Rita & Crocodile (Rita og Krokodille) – Siri Melchior – 2018

31. Rita & Crocodile - Rita og Krokodille - Siri Melchior - 2018La curiosité n’est pas qu’un vilain défaut.

     4.5  A l’origine une série danoise (Dans la veine de la petite taupe tchèque) de petits épisodes mettant en scène les aventures d’une petite fille et son meilleur ami, qui n’est autre qu’un crocodile : Ils vont aller au zoo, à la pêche, camper, tenter d’apprivoiser un hérisson, cueillir des myrtilles, faire de la luge etc. Bref, découvrir les richesses et petits plaisirs du monde. Le film, qui sortira en février 2018, colle huit de ces historiettes bout à bout et se déguste agréablement – pourvu qu’on ait entre trois et sept ans – de par son rythme, son dessin et la simplicité de ses situations qui offrent une alternative zen aux produits Disney. Vu en avp, avec mon fiston, cinq ans, qui était ravi de raconter toutes les aventures à sa maman en rentrant. On peut donc aimer Cars 3 et Rita & Crocodile, voilà.

Mad love in New York (Heaven knows what) – Benny & Joshua Safdie – 2016

32. Mad love in New York - Heaven knows what - Benny & Joshua Safdie - 2016Les dieux de la rue.
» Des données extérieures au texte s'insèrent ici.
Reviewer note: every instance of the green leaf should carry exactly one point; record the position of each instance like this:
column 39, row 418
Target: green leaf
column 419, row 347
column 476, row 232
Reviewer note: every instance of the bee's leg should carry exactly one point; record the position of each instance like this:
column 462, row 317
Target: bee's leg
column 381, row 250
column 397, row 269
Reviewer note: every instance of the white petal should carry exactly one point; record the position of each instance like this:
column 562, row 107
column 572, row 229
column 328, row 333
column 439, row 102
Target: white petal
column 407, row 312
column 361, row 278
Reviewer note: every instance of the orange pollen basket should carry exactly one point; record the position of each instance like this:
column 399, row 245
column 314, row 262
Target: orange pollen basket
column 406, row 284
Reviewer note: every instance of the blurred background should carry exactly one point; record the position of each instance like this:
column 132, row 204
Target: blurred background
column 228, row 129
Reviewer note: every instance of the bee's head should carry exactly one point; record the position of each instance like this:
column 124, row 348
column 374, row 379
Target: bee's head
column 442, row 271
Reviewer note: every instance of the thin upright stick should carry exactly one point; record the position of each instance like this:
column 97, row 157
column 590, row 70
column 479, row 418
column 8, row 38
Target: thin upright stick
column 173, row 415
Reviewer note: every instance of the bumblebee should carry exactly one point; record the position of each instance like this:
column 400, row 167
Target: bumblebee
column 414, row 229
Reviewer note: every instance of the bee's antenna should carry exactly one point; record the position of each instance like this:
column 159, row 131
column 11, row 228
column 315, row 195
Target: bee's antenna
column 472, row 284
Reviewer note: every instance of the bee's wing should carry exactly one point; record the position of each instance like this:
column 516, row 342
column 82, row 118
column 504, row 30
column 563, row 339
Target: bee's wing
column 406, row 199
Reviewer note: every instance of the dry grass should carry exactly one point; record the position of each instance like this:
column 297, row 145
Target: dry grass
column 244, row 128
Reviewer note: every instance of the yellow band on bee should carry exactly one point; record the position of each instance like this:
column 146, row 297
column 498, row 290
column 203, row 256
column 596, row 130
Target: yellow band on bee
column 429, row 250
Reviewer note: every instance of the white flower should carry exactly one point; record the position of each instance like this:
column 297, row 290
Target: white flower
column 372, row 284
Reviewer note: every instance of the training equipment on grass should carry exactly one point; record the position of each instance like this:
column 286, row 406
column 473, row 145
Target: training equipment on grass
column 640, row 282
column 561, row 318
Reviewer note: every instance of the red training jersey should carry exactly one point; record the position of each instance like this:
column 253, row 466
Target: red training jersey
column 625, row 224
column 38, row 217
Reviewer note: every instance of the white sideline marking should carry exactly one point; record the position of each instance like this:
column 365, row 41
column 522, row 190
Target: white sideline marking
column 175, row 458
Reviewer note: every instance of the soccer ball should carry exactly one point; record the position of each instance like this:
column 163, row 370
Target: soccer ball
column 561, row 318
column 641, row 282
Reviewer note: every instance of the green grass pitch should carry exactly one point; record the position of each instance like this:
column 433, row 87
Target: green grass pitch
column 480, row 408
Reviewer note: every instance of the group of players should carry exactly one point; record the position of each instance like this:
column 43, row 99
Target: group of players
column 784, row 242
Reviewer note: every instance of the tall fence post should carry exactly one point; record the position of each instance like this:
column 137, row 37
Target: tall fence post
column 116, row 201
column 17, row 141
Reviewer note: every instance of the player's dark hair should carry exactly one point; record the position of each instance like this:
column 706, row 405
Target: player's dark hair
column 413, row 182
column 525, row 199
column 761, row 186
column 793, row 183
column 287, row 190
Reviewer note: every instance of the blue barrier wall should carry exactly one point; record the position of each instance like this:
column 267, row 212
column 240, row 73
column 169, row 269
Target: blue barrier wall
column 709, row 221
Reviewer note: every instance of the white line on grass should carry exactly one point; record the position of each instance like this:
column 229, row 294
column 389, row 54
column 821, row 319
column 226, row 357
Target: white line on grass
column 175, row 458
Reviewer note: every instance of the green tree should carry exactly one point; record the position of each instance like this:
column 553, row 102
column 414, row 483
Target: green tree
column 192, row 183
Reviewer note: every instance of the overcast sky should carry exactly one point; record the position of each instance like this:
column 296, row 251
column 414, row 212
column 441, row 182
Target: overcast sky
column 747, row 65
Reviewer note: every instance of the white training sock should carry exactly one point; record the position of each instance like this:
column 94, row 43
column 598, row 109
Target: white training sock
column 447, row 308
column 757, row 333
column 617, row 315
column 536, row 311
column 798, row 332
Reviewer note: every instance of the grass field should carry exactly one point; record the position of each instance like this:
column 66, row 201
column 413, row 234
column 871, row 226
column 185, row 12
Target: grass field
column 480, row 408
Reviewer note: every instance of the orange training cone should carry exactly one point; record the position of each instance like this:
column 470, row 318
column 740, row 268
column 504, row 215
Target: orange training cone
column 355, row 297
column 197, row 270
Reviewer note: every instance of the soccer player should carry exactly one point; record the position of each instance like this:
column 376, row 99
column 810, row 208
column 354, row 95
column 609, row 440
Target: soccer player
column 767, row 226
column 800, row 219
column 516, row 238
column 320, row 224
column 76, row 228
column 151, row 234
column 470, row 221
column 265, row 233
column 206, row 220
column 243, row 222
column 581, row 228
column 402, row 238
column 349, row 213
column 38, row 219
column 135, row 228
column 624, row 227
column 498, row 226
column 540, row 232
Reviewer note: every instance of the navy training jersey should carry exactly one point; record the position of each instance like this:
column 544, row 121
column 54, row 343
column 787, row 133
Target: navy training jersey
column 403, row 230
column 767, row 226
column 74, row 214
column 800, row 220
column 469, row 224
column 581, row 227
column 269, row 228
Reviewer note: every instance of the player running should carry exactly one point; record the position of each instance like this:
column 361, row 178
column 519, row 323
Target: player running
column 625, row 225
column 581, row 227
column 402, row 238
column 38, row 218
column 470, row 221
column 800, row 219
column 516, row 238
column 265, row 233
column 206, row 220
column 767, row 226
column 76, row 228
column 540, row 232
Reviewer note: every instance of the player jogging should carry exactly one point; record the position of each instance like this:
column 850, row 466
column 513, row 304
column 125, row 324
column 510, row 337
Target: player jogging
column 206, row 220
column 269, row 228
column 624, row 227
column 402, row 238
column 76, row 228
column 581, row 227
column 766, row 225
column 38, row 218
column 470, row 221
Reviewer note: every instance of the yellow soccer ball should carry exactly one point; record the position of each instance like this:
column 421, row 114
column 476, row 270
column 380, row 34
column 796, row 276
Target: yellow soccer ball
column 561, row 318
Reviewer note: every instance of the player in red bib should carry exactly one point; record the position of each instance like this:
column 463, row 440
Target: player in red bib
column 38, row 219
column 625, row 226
   7.0   Les frères Safdie sont surprenants. Après la révélation que constitua Lenny and the kids, tous les curseurs semblaient les déloger de la scène mumblecore pour les voir faire de l’indé plus classique, c’est en tout cas comme ça que moi, je le voyais. Premier élément troublant, la durée de leur absence sur long métrage depuis Lenny and the kids : Six ans. Ils ont émergé de nulle part puis ils ont disparu des radars. Et ils sont revenus avec ce nouveau cru new-yorkais, une histoire de jeunesse et de drogue, d’amour fou et d’addiction. De loin, ça ressemble à du Larry Clark. De près, c’est toujours du Safdie pur jus. Avec quelques dysfonctionnement, chemins de bifurque, et c’est tant mieux.
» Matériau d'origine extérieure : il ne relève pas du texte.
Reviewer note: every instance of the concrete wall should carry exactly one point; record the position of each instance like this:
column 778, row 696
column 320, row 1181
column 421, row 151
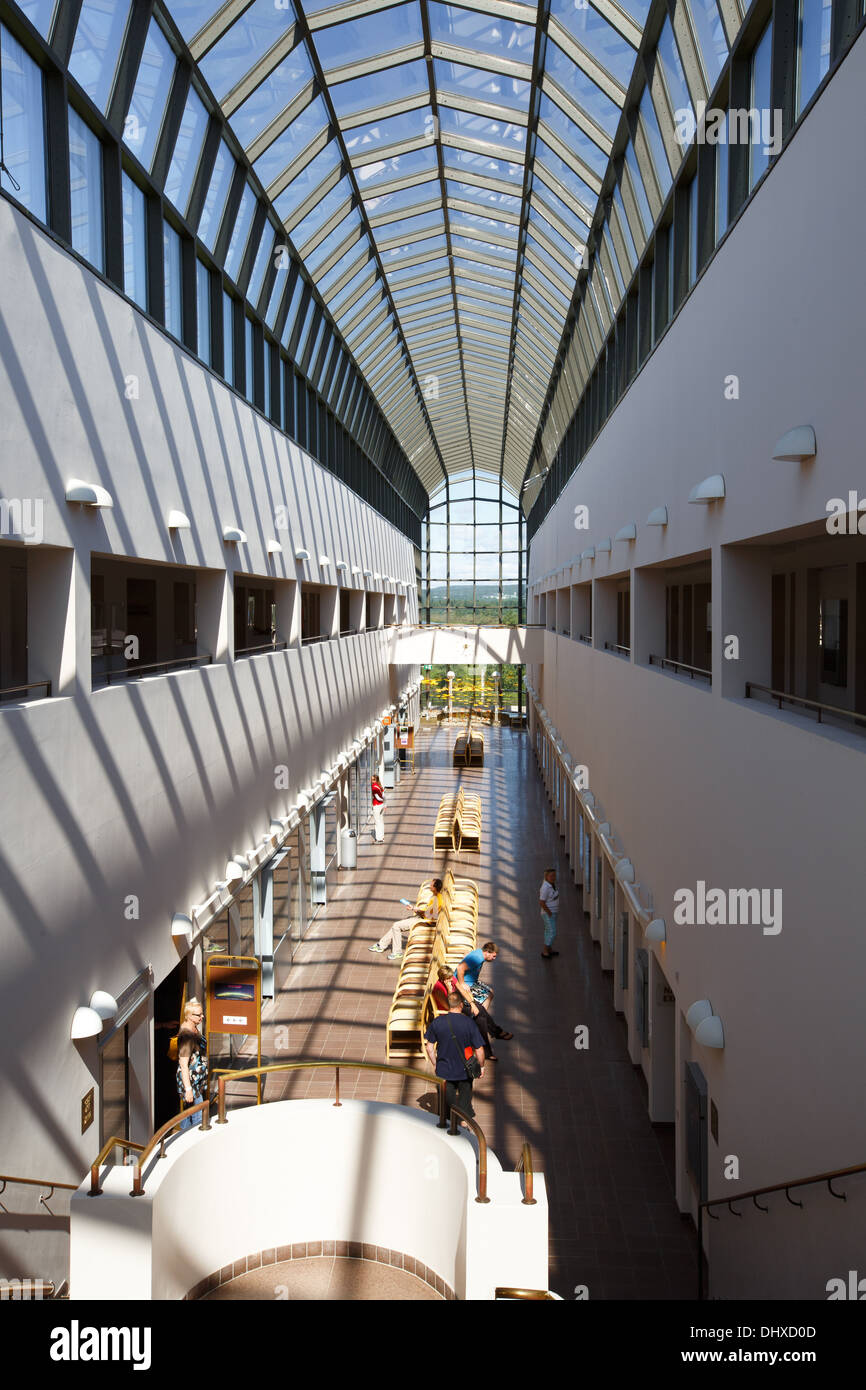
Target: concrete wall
column 701, row 784
column 366, row 1172
column 123, row 805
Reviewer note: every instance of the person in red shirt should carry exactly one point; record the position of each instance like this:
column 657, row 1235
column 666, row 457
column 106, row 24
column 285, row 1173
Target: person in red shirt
column 378, row 811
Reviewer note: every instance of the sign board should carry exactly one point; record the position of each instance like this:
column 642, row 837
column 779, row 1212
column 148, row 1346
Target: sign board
column 234, row 997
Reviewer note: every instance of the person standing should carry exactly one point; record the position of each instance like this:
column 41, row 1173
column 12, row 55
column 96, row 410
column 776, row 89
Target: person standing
column 548, row 901
column 451, row 1039
column 394, row 936
column 192, row 1059
column 476, row 995
column 378, row 811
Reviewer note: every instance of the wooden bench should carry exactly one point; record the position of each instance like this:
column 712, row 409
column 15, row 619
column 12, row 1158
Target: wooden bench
column 430, row 947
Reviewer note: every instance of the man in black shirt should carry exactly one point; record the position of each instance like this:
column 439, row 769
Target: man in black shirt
column 449, row 1039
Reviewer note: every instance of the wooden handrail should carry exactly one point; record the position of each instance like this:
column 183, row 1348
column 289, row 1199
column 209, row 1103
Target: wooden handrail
column 138, row 1183
column 103, row 1154
column 524, row 1164
column 806, row 704
column 481, row 1194
column 523, row 1293
column 762, row 1191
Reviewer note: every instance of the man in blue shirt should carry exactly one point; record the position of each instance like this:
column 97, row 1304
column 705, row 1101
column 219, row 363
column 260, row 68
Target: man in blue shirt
column 476, row 995
column 453, row 1037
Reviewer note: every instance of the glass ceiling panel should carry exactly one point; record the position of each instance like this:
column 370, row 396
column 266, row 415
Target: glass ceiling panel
column 359, row 95
column 672, row 67
column 481, row 32
column 248, row 39
column 96, row 49
column 275, row 93
column 239, row 232
column 186, row 152
column 640, row 192
column 409, row 225
column 328, row 245
column 293, row 141
column 469, row 192
column 572, row 135
column 324, row 209
column 551, row 163
column 307, row 181
column 581, row 89
column 487, row 164
column 711, row 38
column 459, row 79
column 217, row 192
column 598, row 38
column 396, row 129
column 506, row 135
column 149, row 96
column 373, row 34
column 399, row 166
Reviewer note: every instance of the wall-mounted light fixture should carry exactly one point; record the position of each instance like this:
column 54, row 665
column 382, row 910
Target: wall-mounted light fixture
column 88, row 494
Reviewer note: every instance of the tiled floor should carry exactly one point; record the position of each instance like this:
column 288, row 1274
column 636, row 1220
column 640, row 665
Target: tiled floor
column 615, row 1225
column 325, row 1279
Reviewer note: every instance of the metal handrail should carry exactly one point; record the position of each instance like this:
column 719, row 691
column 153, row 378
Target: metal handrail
column 762, row 1191
column 36, row 1182
column 263, row 647
column 103, row 1154
column 138, row 1182
column 524, row 1164
column 34, row 685
column 806, row 704
column 154, row 666
column 523, row 1293
column 481, row 1193
column 680, row 666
     Comme pour leur précédent, ce film est exploité en Europe sous un titre sans rapport avec le choix original. Tout tient en ces mots : La folie, l’amour, New York. Ça résume assez bien le programme à quelques détails près : Il est aussi beaucoup question de drogue, des trottoirs, des junkies, de la mort. Car s’il s’agit d’une histoire vraie – Puisque les Safdie ont casté une jeune SDF, Arielle Holmes, pour un de leur projet (Un truc dans le milieu des diamantaires, avec Vincent Gallo, qui ne verra malheureusement jamais le jour), qui leur a raconté par écrit son histoire ; ils ont décidé d’en faire un film et de lui offrir son propre rôle – il est peut-être autant question d’un amour insolite et destructeur entre deux réprouvés de la grande pomme accrocs à l’héroïne que d’un virage cinématographique vers les terres de la fiction (Arielle devient d’ailleurs Harley à l’écran) ou qui du moins s’extraie du petit voyage autobiographique des frangins qui nous guidait jusqu’alors.
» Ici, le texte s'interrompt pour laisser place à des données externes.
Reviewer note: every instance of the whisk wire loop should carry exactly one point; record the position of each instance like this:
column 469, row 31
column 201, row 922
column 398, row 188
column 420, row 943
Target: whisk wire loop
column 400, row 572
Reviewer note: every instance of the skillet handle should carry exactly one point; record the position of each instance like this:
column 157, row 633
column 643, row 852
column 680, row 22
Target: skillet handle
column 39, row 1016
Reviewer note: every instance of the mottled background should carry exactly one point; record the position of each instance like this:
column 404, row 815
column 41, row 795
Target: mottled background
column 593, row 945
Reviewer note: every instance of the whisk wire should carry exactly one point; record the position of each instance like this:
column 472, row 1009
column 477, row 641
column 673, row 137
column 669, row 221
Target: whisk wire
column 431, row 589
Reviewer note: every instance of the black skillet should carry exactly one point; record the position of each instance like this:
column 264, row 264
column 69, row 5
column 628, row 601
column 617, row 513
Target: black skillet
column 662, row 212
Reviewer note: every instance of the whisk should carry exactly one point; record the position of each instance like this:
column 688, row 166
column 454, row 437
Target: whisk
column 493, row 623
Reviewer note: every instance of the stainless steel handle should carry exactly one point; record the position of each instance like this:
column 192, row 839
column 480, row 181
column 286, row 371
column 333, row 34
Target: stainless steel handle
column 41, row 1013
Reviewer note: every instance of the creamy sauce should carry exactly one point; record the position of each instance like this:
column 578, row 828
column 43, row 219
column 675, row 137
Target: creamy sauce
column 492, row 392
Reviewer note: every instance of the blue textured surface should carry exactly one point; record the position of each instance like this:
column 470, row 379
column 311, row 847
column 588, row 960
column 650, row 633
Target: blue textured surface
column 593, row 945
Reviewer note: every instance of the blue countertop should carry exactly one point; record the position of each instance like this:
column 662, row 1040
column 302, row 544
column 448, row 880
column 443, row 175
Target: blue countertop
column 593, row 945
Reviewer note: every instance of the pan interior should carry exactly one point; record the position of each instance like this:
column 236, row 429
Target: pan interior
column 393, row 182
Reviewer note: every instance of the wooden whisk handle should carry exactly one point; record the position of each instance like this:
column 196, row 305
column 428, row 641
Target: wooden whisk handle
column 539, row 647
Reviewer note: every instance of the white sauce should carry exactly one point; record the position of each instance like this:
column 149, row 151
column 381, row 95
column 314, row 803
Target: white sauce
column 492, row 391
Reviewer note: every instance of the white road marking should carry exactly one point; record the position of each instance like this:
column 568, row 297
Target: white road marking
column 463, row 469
     C’est un film très difficile, qui n’hésite pas à filmer ce macrocosme microscopique avec crudité, alternant de grands moments de malaise avec des apaisements divins, à capter ce climat de manque, de détresse, tout en bagarres pathétiques – Dont celle, magnifiquement ridicule, entre Ilya et Mike, sur le talus enneigé d’un  parc, entre les feuilles mortes – et tentatives de suicide ad nauseam. Jamais les Safdie, pourtant, ne visent le naturalisme. Il y a toujours dans leur cinéma quelque chose, un élément naissant, une fulgurance soudaine qui brise la tendance immersive pour en proposer une autre, alternative. D’un téléphone portable balancé éclot un feu d’artifice. En y réfléchissant, peut-être que cette image – Qu’on aurait fait publicitaire ailleurs – concentre tout le magma romantique et nihiliste du film.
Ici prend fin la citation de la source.